Mexican Tourism Company Leaked Tens of Thousands of Credit Cards and Passports Online

We may earn a commission from links on this page.

Security researchers last month discovered a trove of scanned images depicting the credit cards and passports of more than 88,600 international travelers. It’s unknown for how long the documents, which were secured on Wednesday, had been sitting online, just waiting to be stolen.

Researchers at the Kromtech Security Center say a cache of more than 300GB worth of sensitive records discovered in mid-August is linked to MoneyBack, a company that offers refunds on sales and other value-added taxes on goods purchased by travelers to Mexico.

On a server located in the United States, the company had stored more than 455,000 documents, including scanned images of credit cards, travel receipts, airline tickets, passports, and other government-issued ID cards.


Passports identified by Kromtech belong to citizens of the US, Canada, Argentina, Colombia, and Italy, among many other countries.


To encourage tourism, Mexico is one of several countries offering tax refunds to travelers who spend a minimum amount on goods in the country from participating stores.
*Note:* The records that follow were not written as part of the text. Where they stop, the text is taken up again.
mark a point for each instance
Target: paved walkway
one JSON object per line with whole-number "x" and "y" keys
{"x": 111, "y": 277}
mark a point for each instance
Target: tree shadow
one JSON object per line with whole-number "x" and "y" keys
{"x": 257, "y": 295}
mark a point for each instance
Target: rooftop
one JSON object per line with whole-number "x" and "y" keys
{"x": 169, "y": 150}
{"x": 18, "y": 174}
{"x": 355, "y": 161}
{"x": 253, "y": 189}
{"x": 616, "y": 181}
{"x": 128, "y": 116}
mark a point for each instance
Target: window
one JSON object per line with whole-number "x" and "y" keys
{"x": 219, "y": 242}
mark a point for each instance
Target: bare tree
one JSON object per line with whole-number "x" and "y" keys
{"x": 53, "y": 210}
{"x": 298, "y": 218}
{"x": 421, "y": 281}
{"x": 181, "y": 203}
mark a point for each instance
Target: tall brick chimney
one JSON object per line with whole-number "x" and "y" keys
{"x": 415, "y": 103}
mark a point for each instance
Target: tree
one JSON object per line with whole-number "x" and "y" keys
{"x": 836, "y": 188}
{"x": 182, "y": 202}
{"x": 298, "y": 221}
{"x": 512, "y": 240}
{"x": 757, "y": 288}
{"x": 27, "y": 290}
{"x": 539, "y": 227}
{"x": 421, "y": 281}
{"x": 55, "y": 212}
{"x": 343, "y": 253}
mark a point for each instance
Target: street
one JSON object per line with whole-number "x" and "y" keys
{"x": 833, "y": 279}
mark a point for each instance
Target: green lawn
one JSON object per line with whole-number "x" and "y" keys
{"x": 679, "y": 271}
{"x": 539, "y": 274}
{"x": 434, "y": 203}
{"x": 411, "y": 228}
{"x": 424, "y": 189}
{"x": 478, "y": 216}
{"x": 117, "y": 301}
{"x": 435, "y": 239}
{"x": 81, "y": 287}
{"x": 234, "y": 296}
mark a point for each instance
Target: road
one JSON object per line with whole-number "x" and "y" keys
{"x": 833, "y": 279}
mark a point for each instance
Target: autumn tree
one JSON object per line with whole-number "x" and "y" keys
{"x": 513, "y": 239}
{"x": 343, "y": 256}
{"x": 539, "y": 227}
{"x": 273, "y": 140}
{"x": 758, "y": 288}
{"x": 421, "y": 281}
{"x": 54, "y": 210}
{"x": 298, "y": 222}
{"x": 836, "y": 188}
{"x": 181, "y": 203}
To qualify, tourists in Mexico must spend at least 1,200 pesos ($67 USD), enter the country by sea or by air from certain airports, and register with MoneyBack at an airport or cruise ship terminal.

To receive a refund on the qualifying taxed goods, MoneyBack requires travelers to cough up a slew of documents containing sensitive information, including boarding passes or cruise IDs for departure, receipts for their purchases along with credit card vouchers, in addition to passports and other immigration forms.


According to Kromtech, MoneyBack stored these records in a database (CouchDB) that was misconfigured, which allowed essentially anyone to access them, even through a web browser. It’s unknown how long the documents were exposed, but Kromtech says metadata on some of the files dates back to late 2015. The most recent records are dated May 2017.

After being alerted to issue, MoneyBack quickly secured the database, closing off a port (5984) that enabled public access. The company did not reply to Kromtech’s emails, however, nor has it responded to a request for comment from Gizmodo.


“Cyber criminals could have all of the information they would need to commit identity fraud or use the hundreds of thousands of credit card numbers that were in the database,” said Alex Kernishniuk, Kromtech’s VP of strategic alliances. “This is once again a warning to companies or organizations who collect sensitive data to take every possible step to ensure that proper data security measures are used.”

Added Kernishniuk: “Time and time again simple human errors that could be easily avoided expose sensitive data on the internet. It is unclear if anyone other than security researchers accessed the data or how MoneyBack will notify their customers around the globe that their data has been exposed.”


Late last week, Kromtech’s researchers discovered and helped secure more than 4 million records containing the personal details of Time Warner Cable (TWC) customers, which had been improperly stored on an Amazon S3 bucket without the protection of a password.